The Federal Trade Commission (FTC) finds such agreements inherently anti-competitive, and has repeatedly, and so far unsuccessfully, filed court challenges to stop them. Courts have uniformly found that if the settlements do not extend the branded drug’s patent term, they are lawful. Finding no success in court, FTC has pressed Congress to impose a blanket ban, and bills to prohibit these settlements are pending in the House and Senate. Commissioners have testified in Congress promoting a ban, and have regularly written and spoken in public against patent settlements.
If an ongoing FTC investigation, and the troubling circumstances allegedly arising from it, is any indication, the Commission may be willing to go quite a bit further than filing suit or jaw-boning Congress to get its way on patent settlements. The investigation’s target, generic maker Watson Pharmaceuticals, alleges in its court brief that FTC: obtained confidential information from FDA about Watson and shared it with a competitor; obtained information from Watson and communicated it to the competitor; sought to pressure Watson to license or sell to the competitor its exclusive right to market a generic; and pursued enforcement of a subpoena against Watson’s CEO as a means of encouraging Watson to make that deal. These allegations, and the enforcement of the subpoena, are still pending before a federal trial judge in D.C.
FTC claims to be investigating whether Watson entered into a settlement agreement with branded drug maker Cephalon. Watson’s filing of an Abbreviated New Drug Application (ANDA) on the same day that Cephalon “listed” with FDA a new patent for its sleep disorder medicine, Provigil, seemingly triggered FTC’s interest. If Watson was the first to file an ANDA for a generic Provigil, the federal Hatch-Waxman law accords Watson certain exclusivity rights.
FTC issued an administrative subpoena to depose Watson’s CEO, Paul Bisaro, in May 2009 and then filed a petition in a D.C. federal court to enforce the subpoena this past April. Watson’s opposition filing to the subpoena recounts a conversation that a senior FTC competition official had with Watson’s outside attorney. In that call, the official noted he had contacted FDA (allowing one to infer that he learned of Watson’s exclusivity rights to copy Provigil). The FTC official told Watson’s attorney that “it might be in Watson’s financial interest to relinquish the exclusivity associated with its supplemental ANDA to clear the way for generic competition.” The FTC official called Watson’s counsel several more times, at one point discussing “whether Watson would be interested in receiving a call from another company” that wanted to make and market generic Provigil.
One week later, generic drug company Apotex contacted Watson seeking a deal for the exclusive generic Provigil rights. While Watson weighed its options, the FTC official contacted Watson’s lawyer again, indicating, as the private counsel’s formal Declaration reflects, “that Watson’s failure to waive its rights in the near term would likely cause the FTC ‘Front Office’ to initiate an investigation.”
Two months later, FTC issued a Civil Investigative Demand to Watson and subpoenaed its general counsel. In June 2009, the general counsel testified that Watson had not entered into an agreement with Cephalon. Into July 2009, Apotex continued to press Watson for a deal, indicating at one point through an email that Apotex had previously been in touch with FTC about generic Provigil. Watson’s brief alleges that after it became clear to FTC that Watson would not waive its exclusive rights, the Commission subpoenaed its CEO. Watson opposed, and the proceedings dragged on into this year, when FTC filed its court action to enforce the subpoena.
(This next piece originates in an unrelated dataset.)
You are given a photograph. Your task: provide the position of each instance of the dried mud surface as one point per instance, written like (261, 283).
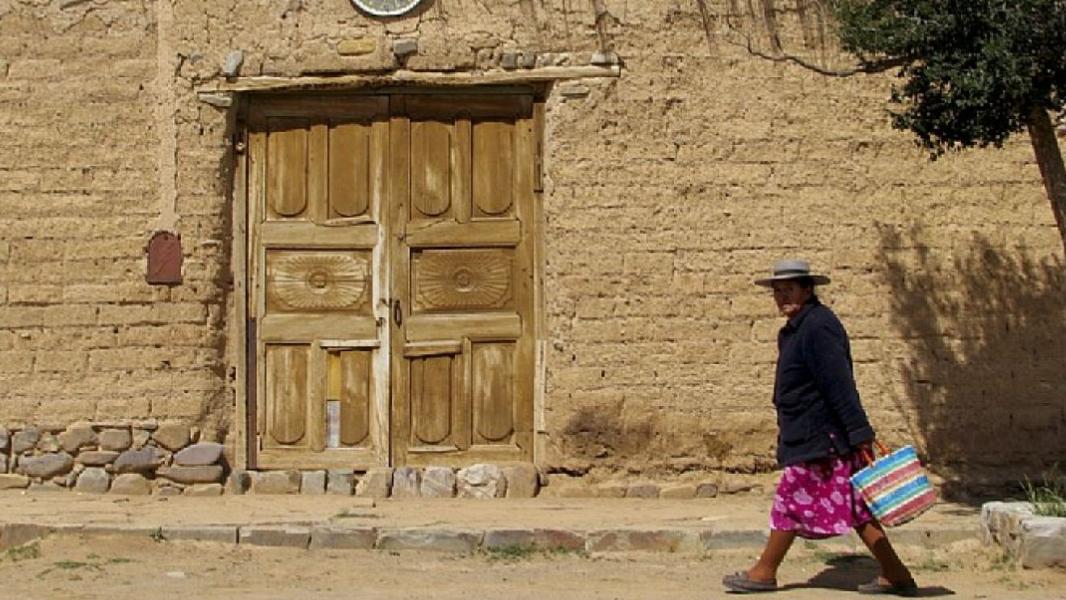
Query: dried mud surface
(73, 567)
While FTC and Watson (as reflected in their briefs) certainly have a different perspective on the circumstances and the law, Watson does point out in its reply to FTC’s reply memorandum that FTC didn’t refute numerous allegations Watson made in its initial brief. FTC dismissed as “collateral” such matters as the Commission’s potentially unlawful sharing of FDA-provided information with competitor Apotex, even though Watson argued “these events were central to the FTC’s attempts to coerce Watson.” In order to solidify its argument that FTC is, in the words of the U.S. Supreme Court, pursuing subpoena enforcement for an “improper purpose,” Watson seeks a court order compelling discovery from the Commission.
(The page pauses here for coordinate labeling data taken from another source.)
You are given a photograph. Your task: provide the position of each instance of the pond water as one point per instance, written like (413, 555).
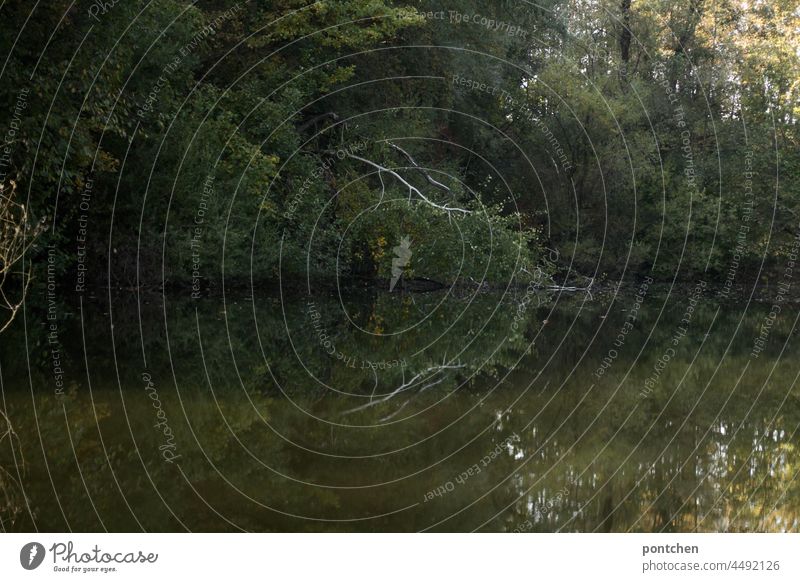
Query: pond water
(368, 411)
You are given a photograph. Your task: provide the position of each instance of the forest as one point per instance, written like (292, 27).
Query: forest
(167, 143)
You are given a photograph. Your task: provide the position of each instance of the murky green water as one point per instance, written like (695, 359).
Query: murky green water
(380, 412)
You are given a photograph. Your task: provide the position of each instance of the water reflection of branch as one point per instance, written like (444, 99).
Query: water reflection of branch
(417, 379)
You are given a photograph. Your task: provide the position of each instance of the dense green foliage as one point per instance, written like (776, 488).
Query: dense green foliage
(279, 139)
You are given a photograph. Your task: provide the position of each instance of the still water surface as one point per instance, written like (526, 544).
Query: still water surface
(390, 412)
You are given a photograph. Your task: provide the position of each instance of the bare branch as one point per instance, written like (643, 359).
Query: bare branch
(419, 168)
The allegations Watson makes about FTC’s conduct, and the actions of its senior staffer, certainly merit further investigation, not only by Watson, but perhaps by those with oversight responsibilities in the legislative and executive branches. It’s one thing for the Commission to pursue its view of antitrust law in court or offer its opinions to Congress; it’s an entirely different matter if FTC uses its substantial authority to dictate a market outcome which may not even be in the interests of the consumers the Commission is empowered to protect.